South Western Ambulance South Western Ambulance. Photo: Graham Richardson / Wikimedia Commons / CC BY 2.0, license linked at bottom of article

Counterfire spoke to a paramedic in the London Ambulance Service, who asked to remain anonymous, about the crisis in the ambulance service and hospitals

The stories I have heard suggest the ambulance service is at breaking point. What is your experience?

It is at breaking point. We are getting to the stage that we are unable to unload patients. At Whipp’s Cross the other day, for example, there was a three-hour waiting time before we could get patients out of the ambulance. This has massive repercussions. You have to look after the patients, they get understandably upset, it is dreadful for them, and deeply stressful for us.

We had an eighty-year-old in an ambulance for two hours the other day, for example, and earlier an eight-year-old with chronic chest pains. Both were desperate for help and panicking that they weren’t getting it.

Queen’s Romford is in meltdown. Virtually every day it’s an hour or more wait. At Queen’s they are getting staff to go in on overtime to wait with patients in the corridor, which can take hours. The corridor is not the place to be treated.

In so far as there is one, management’s response is to shuffle people to different hospitals. This takes up even more ambulance time. The result is at certain points they will literally not have ambulances to send out to anyone. 

Another thing that happens is that they put massive pressure on us to ‘go green’, to become available. The main method is to push ‘seeking alternative care pathways’ when you get to see patients. We have to tell them to go and see their GP, if they have chronic abdominal pain for example, or just give them a stronger pain killer. Old people who have falls, leave them at home. All this leads to complications for the patients. And it, of course, creates real friction.

It is putting people into real danger. They nominate one vehicle to what is called ‘sweep ups’. You have to go around to see people who haven’t been picked up five hours or twelve hours after they have called in. Of course, they are angry and sometimes very ill. We have heard that 250 people have died because of delays in the early days of the pandemic.

How is this affecting staff?

Ambulance workers are at rock bottom, burnt out and fed up. It was about six years ago that things started to become difficult, but now it is worse. We rarely, if ever, have a break. The last lunch break I had was five months ago.

It makes you tetchy and it makes you lose empathy for the patients. Much of what we normally do is to give reassurance. We call it ‘GP work’; convincing someone it is normal to feel tired or lose your sense of taste when you have Covid and so on. Given our stress levels, it’s a big struggle to be empathetic.

On top of this, we are in an impossible situation because management want us to persuade patients not to go to hospital, but they won’t back us up if we make a mistake.

We are massively monitored. We have to ask the station to have a break, sometimes people are called out by the bosses for going to the toilet too often. Our ‘throughput’ is monitored, we are told that we are taking too many people to hospital, or that we are taking the vehicle off the road for repairs too much. There is a constant pressure to increase productivity; they don’t understand that people need a break after being bombarded with people’s problems. 

There is no one who has worked on the ambulances for more than a few years who doesn’t have a back problem. There’s no one who doesn’t have some kind of stress, anxiety, insomnia, or depression. There is a very high level of suicide. People are voting with their feet. They are looking to work in other areas of the NHS after three of four years.
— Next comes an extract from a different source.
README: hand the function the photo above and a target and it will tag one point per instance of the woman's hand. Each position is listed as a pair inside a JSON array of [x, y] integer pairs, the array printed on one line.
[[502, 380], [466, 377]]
The GMB union has done a survey, and the word of mouth is that the vast majority have voted to go on strike. Our sense of being used has been deepened by the pay issue. Frankly we feel betrayed. We were given a 3% pay rise earlier this year, and then two weeks later they increased national insurance, so the rise just disappeared. If there is a proper strike ballot in the ambulance service we will definitely end up going out.

Why is this happening now?

Similar things have happened every winter for the last five or six years. But what is different now, I guess, is that the staff have got to the point where we can’t cope. 

They normally put extra ambulances on by offering double time; 25% of the shifts in the past have often been covered by overtime. But people have had enough now, they are too tired, they just aren’t doing the overtime anymore. 

More generally, it is happening because there are shortages across the board. The hospitals don’t have enough staff, beds, or cubicles. We are short of at least 60,000 nurses, 10,000 doctors, and at least 2,000 paramedics across the UK. This in turn is a product of long-term underfunding, made worse because we are doing two things at one time. We are trying to run the NHS as normal, and deal with the worst pandemic in memory. 

Ten years of underfunding and understaffing are bound to have an impact. The NHS is in fact a very efficient way of organising a health service, much more efficient than commercial models, it is just underfunded. Everyone in the service knows what the problem is; it is obvious. There are hundreds of Australian paramedics working for us because they haven’t trained up staff here. They are sending management to Africa and Eastern Europe to try to recruit paramedics.

There is virtually no training here, very few bursaries, and the pay is ridiculous. Why would you want to do this work if you only get £34,000?

First, we need more social precautions. We ended lockdown too early, and now we are paying the price. Second, we need more nurses and paramedics urgently, and a massive injection of emergency funds to deal with what is a really serious humanitarian crisis in our health service.